A very interesting orchid plant of the region. Just after the first monsoon rains, this plant appears on its habitats from its underground tuber. The whole plant is almost white to cream coloured and devoid of any leaves, can be spotted from a distance even in thick forests. The local population who venture into the forest calls it “Bhooth pautha” (Ghost plant). Due to my regular interactions with the locals, I came to know about the presence of this plant in that region. People who frequented the forests were well aware of its locations and helped me to the exact place of its presence. The location I was shown was near to a stream with too much of undergrowths and huge tall trees. We have to descent from an altitude of 7400 ft to 5800 ft to its location. I had made arrangements with a friend of that area to visit the location regularly and inform me when the plant is in bloom. After a week I got a call from him that he saw the plants as high as 12 to 15 cm and asked me to come there.
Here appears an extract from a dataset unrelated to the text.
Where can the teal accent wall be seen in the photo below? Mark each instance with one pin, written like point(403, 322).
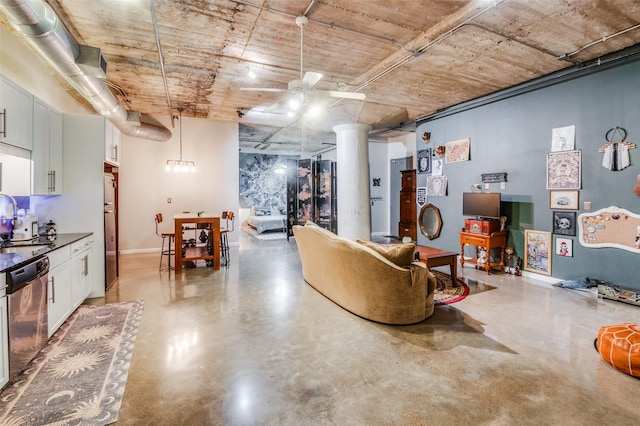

Unfortunately I was around 180 km away at another place and was waiting for another rare plant to be in bloom. Hence, I was not able to reach to the “Bhooth” in the next three days. On the fourth day I was there around 11 AM. As we were descending down the hill, I found 7 plants together just to the side of the trek inside thick undergrowths. It was a wonderful sight, a cluster of pure white plants in the midst of dense green leafed plants. Then I understood why the locals called it “Bhooth”. I had a nice documentary session there itself with too many leech bites all over my body. Again went down the hill to see the other plants. They were also in bloom, but less in numbers and in height. After that I had seen this plant on three other locations also. All of them were accidental sighting, thus proving this rare species is still there in its natural habitats. Due to some special characteristics of this species, I wanted to visit the plant in the night also. Our trek in the evening got abruptly ended with a furious female bear chasing us all the way out of the forest.